AAV with Enh358MCK promoter driven SEAP

This AAV expresses SEAP driven by a muscle Enh358MCK promoter.

Muscle creatine kinase (MCK) is highly active in all striated muscles. MCK is the most abundant non-mitochondrial mRNA that is expressed in all skeletal muscle fiber types and is also highly active in cardiac muscle. The main regulatory regions in the murine MCK gene include a 358 bp proximal promoter and a muscle-specific, 200bp enhancer located approximately 1.1 kb away from the transcription start site. The muscle-specific enhancer contains 2 copies of E-Boxes, which are believed to be critical for the enhancer activity. Enh358MCK (Enh stands for enhancer, and 358MCK stands for the 358bp MCK proximal promoter) is constructed by ligating the ~200bp enhancer with the 358 bp proximal promoter of the murine MCK gene. This artificial promoter of about 0.6 Kb displays more or less the same activity as that of the full length 1.3 Kb MCKpromoter.

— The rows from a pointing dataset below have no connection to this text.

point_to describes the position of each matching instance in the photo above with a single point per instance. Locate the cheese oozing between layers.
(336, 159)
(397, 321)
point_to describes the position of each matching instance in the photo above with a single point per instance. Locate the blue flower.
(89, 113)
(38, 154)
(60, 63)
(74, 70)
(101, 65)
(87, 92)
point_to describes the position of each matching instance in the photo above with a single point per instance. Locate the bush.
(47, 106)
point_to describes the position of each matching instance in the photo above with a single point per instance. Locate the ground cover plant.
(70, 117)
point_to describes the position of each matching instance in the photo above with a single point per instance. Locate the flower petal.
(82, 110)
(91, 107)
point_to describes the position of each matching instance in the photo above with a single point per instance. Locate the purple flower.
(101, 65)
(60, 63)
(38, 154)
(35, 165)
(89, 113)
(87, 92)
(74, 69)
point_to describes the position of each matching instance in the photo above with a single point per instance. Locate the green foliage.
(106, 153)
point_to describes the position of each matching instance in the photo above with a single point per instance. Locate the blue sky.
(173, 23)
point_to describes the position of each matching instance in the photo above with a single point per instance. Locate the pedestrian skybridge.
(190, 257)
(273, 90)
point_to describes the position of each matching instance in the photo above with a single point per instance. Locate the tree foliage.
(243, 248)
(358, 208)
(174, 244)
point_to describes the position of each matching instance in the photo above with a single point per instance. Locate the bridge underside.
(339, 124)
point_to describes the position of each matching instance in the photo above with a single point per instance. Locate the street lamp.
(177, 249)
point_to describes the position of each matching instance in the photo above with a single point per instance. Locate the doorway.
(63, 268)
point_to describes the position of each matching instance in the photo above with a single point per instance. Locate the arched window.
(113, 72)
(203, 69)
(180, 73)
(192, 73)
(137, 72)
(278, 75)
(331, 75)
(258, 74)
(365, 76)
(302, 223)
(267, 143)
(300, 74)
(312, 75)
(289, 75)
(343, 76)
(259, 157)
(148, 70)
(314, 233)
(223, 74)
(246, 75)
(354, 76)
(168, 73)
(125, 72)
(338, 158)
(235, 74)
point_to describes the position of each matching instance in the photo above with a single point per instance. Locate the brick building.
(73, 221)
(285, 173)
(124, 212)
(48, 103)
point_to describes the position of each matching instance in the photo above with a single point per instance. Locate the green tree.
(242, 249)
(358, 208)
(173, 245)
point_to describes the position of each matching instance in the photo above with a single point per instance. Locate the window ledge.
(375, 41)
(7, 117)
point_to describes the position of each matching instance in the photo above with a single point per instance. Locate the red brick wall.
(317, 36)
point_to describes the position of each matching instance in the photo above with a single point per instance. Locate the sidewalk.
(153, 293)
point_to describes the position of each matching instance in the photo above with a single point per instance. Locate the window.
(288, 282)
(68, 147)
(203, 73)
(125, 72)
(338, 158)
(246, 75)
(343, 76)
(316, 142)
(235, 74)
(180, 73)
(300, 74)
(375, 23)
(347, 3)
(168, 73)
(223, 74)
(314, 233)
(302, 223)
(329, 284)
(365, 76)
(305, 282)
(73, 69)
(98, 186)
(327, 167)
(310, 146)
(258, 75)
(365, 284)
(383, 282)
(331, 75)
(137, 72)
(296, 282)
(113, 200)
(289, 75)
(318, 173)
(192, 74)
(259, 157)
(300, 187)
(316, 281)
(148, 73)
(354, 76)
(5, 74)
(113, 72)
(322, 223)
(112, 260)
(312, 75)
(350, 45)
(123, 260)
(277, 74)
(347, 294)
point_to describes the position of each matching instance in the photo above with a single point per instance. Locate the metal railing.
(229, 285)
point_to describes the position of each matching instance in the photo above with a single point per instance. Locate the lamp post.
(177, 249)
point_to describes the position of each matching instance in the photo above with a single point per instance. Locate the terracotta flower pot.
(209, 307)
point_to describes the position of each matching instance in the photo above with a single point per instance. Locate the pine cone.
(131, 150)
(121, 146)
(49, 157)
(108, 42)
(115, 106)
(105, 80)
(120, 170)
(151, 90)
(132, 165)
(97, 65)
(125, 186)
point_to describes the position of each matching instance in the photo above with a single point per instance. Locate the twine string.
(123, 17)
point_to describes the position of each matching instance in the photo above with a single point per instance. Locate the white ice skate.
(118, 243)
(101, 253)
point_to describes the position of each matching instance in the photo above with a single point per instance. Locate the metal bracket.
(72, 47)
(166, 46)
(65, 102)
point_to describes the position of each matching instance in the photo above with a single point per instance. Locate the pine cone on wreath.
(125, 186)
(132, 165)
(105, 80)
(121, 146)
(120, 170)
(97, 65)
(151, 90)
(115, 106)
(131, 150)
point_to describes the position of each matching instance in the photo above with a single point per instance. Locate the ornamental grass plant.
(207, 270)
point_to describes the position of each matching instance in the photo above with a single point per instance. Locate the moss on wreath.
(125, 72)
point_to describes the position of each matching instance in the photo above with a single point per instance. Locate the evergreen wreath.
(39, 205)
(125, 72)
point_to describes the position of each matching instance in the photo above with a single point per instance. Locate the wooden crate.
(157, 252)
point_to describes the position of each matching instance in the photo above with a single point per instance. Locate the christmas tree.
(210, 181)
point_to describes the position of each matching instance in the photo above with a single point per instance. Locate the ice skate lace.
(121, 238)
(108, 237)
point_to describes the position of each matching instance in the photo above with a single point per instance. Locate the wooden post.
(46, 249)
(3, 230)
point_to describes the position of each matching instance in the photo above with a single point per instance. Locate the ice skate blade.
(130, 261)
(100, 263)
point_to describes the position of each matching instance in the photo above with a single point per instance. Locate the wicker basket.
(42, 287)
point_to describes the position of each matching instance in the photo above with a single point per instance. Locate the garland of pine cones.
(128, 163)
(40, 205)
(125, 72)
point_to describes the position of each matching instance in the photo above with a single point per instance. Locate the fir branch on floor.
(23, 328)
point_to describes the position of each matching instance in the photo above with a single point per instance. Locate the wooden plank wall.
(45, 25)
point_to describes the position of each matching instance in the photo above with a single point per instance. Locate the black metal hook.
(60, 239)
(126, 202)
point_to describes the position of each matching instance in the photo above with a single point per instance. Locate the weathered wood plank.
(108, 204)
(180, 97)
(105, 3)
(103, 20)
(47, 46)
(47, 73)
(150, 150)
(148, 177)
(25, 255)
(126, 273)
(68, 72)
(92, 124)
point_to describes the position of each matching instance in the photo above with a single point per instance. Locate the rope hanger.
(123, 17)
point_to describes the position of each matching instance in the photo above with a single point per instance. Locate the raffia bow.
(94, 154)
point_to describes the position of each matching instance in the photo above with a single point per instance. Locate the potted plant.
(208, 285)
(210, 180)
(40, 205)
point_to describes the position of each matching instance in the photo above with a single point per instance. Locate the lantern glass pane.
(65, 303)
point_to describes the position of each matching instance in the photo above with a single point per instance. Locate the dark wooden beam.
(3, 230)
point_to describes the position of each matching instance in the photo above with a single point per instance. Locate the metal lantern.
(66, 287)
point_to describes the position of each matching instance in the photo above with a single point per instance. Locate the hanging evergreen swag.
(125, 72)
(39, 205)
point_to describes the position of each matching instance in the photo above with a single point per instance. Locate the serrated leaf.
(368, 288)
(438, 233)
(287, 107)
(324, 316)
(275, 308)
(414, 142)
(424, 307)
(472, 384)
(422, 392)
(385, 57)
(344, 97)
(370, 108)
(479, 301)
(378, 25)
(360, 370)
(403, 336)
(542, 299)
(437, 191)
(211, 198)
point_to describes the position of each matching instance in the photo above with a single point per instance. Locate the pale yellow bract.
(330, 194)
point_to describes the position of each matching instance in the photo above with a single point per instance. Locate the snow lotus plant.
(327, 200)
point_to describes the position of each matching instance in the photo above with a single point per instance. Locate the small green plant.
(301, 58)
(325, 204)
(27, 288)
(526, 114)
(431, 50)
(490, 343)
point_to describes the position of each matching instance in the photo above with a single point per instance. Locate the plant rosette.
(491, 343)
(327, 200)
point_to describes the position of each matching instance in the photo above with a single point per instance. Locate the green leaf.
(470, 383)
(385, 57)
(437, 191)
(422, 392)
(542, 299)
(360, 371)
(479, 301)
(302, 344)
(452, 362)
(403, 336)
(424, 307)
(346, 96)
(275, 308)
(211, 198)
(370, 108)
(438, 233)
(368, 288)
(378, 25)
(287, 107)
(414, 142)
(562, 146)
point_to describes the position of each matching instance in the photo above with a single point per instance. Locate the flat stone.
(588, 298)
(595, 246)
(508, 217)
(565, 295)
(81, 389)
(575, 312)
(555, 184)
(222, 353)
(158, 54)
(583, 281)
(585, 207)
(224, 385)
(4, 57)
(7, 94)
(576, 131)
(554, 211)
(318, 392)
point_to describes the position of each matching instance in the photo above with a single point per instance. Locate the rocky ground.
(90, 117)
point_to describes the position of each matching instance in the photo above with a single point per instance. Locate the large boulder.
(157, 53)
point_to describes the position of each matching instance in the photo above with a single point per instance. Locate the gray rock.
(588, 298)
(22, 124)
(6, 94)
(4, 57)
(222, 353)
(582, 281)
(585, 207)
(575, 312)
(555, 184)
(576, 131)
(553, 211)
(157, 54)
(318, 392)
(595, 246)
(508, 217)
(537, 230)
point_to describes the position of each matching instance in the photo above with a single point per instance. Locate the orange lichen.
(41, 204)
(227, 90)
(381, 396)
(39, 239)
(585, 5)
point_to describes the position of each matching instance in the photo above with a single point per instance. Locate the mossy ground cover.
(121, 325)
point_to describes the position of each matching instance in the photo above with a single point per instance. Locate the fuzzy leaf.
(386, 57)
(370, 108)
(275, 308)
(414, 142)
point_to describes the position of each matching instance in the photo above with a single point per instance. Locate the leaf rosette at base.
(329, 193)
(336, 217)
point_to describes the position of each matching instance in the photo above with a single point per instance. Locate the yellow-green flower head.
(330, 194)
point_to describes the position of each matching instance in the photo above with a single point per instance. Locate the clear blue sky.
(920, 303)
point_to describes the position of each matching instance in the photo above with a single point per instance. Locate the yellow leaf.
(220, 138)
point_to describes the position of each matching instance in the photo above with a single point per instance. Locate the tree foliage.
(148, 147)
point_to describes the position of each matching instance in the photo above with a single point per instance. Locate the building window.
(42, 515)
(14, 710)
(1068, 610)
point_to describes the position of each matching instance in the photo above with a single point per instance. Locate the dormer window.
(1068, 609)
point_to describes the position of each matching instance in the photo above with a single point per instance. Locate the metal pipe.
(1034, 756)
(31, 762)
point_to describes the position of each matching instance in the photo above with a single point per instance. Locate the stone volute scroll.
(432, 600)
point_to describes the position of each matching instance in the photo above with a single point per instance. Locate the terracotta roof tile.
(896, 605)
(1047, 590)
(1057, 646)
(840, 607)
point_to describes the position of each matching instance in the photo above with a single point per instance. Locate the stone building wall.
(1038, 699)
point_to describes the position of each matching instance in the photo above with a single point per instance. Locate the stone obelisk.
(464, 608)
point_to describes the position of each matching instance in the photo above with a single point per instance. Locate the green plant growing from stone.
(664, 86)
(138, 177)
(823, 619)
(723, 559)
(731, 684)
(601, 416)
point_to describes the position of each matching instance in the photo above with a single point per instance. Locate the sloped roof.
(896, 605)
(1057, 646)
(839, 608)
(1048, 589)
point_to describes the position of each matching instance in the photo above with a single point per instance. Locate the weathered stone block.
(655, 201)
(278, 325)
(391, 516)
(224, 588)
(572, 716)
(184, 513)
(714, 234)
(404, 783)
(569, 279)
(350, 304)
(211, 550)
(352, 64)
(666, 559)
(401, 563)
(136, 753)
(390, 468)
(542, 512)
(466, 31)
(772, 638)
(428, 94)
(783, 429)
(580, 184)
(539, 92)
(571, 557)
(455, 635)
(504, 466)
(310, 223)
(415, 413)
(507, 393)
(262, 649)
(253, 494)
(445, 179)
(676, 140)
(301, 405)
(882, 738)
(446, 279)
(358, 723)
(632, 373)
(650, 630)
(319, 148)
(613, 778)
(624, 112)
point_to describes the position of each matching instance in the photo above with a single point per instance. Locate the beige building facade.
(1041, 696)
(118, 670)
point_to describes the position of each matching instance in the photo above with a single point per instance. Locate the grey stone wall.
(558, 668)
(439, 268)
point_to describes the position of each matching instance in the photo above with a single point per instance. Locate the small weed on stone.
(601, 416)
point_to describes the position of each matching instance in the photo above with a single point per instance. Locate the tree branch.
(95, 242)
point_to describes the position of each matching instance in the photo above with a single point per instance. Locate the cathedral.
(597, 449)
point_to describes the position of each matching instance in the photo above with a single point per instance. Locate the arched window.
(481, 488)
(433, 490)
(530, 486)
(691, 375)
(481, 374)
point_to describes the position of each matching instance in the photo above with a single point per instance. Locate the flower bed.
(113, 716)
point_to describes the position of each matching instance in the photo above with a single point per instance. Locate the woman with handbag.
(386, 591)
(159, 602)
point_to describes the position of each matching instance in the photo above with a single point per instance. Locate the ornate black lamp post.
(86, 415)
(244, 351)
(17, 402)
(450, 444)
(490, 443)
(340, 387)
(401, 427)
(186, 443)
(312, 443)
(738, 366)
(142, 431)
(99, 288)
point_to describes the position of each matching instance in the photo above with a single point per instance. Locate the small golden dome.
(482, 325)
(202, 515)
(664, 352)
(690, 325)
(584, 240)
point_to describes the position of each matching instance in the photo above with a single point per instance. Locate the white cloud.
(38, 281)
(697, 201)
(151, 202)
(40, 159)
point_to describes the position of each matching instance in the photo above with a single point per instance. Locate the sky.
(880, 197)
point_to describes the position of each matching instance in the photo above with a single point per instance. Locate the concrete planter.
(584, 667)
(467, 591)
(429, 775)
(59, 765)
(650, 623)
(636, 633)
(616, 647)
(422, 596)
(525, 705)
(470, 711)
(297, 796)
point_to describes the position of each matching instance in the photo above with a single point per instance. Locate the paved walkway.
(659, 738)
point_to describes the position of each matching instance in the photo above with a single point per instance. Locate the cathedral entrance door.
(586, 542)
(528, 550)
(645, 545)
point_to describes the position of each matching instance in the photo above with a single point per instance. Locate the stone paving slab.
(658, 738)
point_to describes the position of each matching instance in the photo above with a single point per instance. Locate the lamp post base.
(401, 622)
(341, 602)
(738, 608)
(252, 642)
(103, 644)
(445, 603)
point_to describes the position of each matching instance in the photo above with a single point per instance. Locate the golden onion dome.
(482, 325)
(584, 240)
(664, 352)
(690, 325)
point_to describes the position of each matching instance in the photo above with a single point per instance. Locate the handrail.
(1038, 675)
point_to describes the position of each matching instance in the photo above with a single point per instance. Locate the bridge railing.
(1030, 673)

The SEAP reporter gene encodes a truncated form of the human placental alkaline phosphatase that lacks the membrane anchoring domain. Therefore, the protein can be efficiently secreted from transfected cells allowing for detection of reporter gene activity without cell lysis. Using a secreted reporter protein has several advantages over traditional reporter assays: 1) Cell lysis is not required for analysis so a single set of cells can be used for both the SEAP assay and another purpose; 2) Gene expression kinetics can be studied by the repeated collection of the culture medium from the same cultures; and 3) By changing the culture medium prior to an experiment, the assay background is reduced to an extremely low level.